I teach them that while tere are many ways to make some of the recipes I teach. the only one that is correct is the one your chef is showing you and not followong his direction could lead to your firing
Brenda,
A very good point! The smallest detail can affect the end result. If students have never seen the particular dish or baked product in the past, they may not know what it is supposed to look like. Visual and taste comparisons of correctly prepared and incorrectly prepared items is helpful.
Jae Gruber
I totally agree with this technique because quite often when you explain why things are done in a certain way students still don't believe a little detail will make a major difference. So by demonstrating wrong vs right they grasp the technique right away.
Michael ,
Every short cut that leads to a mistake is, indeed, a teachable moment!
Jae Gruber
I stress the importance of folloing directions from the chef they are working for. Make them come to production with their notes and i ask a student to tell me what the procedure is for the item A they are producing.Then I ask another student if that is correct. Sometimes it takes 2 or more students to describe it properly.
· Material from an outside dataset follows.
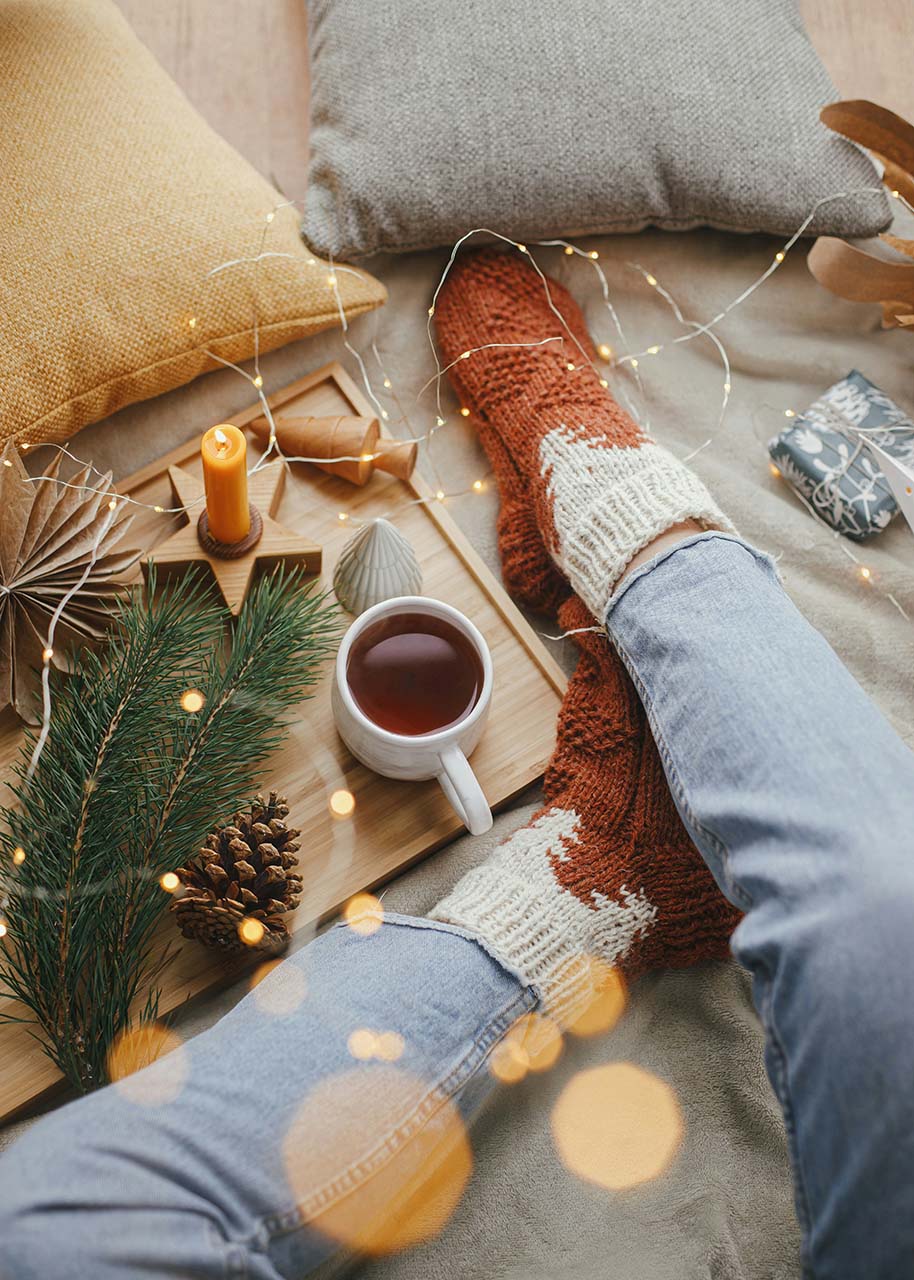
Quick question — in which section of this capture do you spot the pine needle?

There is no doubt that the majority of culinary students love to eat food. With that said, following directions in technique directly effects the outcome of the product. If the student creates errors during the process, the end result is inedible. If the student can't eat the final product they become disappointed. I will evaluate where they went wrong and express the value of following directions. They can try again to suceed and the food is the reward.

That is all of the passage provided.